Applications, Limits & Misconceptions

Fulvestrant is widely utilized in research on ER-positive breast cancer, particularly to model mechanisms of endocrine resistance, evaluate ER-targeted combination therapies, and dissect the roles of ER signaling in cell survival and immune modulation. It is also a reference antagonist in studies requiring complete ER blockade (A1428 kit).

This article extends the findings reviewed in ER-EGFP by directly mapping experimental conditions and linking molecular outcomes to mechanistic benchmarks. It also clarifies translational relevance beyond ER-MScarlet by detailing immune context and workflow integration.

Common Pitfalls or Misconceptions

• Fulvestrant is not effective in ER-negative breast cancer cell lines; efficacy depends on ER protein presence and function (reference).
• The compound is insoluble in water; DMSO (≥30.35 mg/mL) or ethanol (≥58.9 mg/mL) must be used for stock solutions (APExBIO).
• Fulvestrant does not block rapid, non-genomic estrogen signaling mediated by GPR30; blockade is specific to nuclear ERα/ERβ (Wang et al. 2021).
• In vivo efficacy and safety profiles observed in mice do not always translate directly to human or other animal models (qPCRMaster review).
• Fulvestrant (ICI 182,780) is frequently confused with similar-sounding compounds (e.g., fulvestrin, fulvesterant); only ICI 182,780 is approved for clinical and research use as described (APExBIO).

Workflow Integration & Parameters

For in vitro assays, Fulvestrant is typically dissolved in DMSO or ethanol and used at final concentrations of 1–10 μM, with treatment durations of 24–66 hours. Stock solutions are stable for several months at -20°C. Solubility can be enhanced by warming to 37°C and applying ultrasonic agitation. In vivo, Fulvestrant is administered in preclinical models (e.g., nude mice) via injection, dosed according to tumor burden and pharmacokinetic studies (ERBB-2 dossier).
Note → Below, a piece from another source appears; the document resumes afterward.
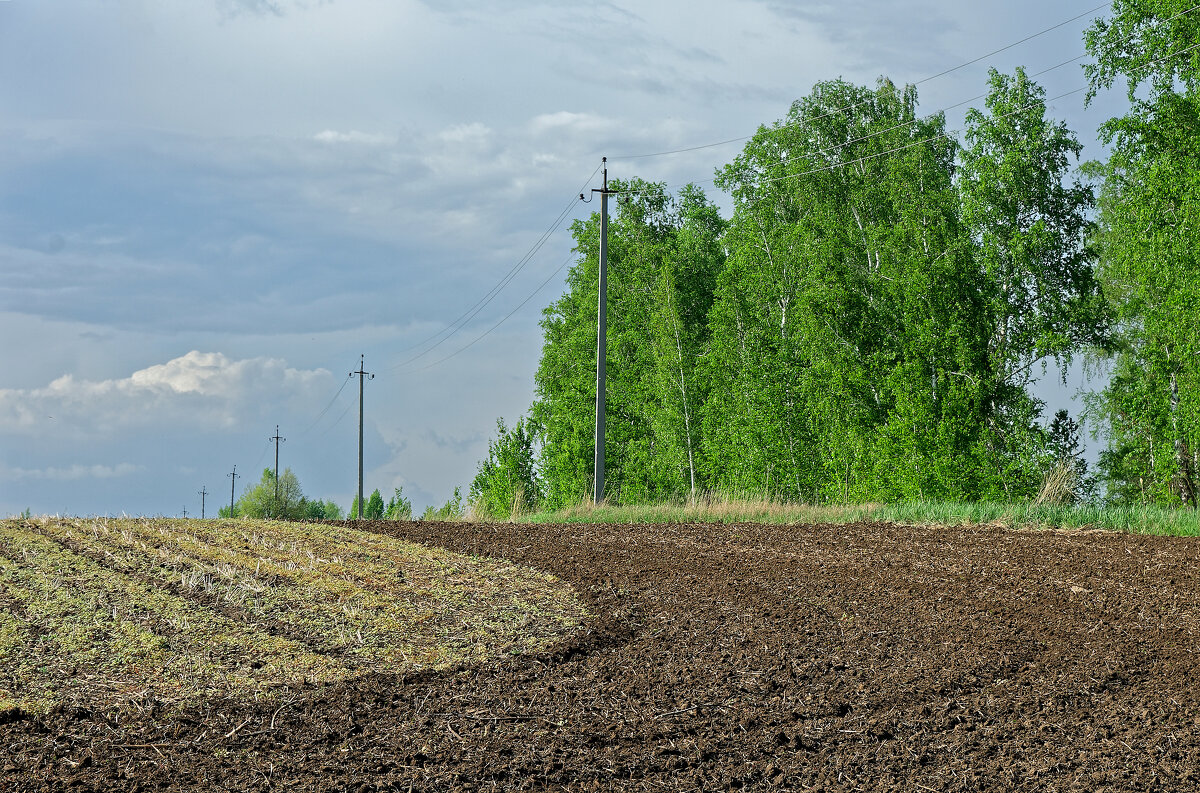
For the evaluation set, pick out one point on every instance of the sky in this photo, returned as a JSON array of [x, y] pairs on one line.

Clinically, Fulvestrant is approved as a 250 mg intramuscular injection monthly for postmenopausal women with advanced ER+ breast cancer. Experimental protocols should always match published benchmarks for concentration, solvent, and exposure time. For optimal performance, source Fulvestrant (ICI 182,780) from validated suppliers such as APExBIO (APExBIO).

Conclusion & Outlook

Fulvestrant (ICI 182,780) is a gold-standard estrogen receptor antagonist for both preclinical and clinical applications in ER-positive breast cancer research. Its mechanism is well-defined, involving high-affinity ER binding and targeted degradation, leading to potent inhibition of ER-mediated pathways. The compound’s robust evidence base supports its continued use in studies of endocrine resistance, chemosensitization, and immune modulation. Future research may further integrate Fulvestrant in combination regimens and expand its utility in immuno-oncology.

For detailed protocols, product specifications, and sourcing, refer to the official Fulvestrant (ICI 182,780) product page at APExBIO.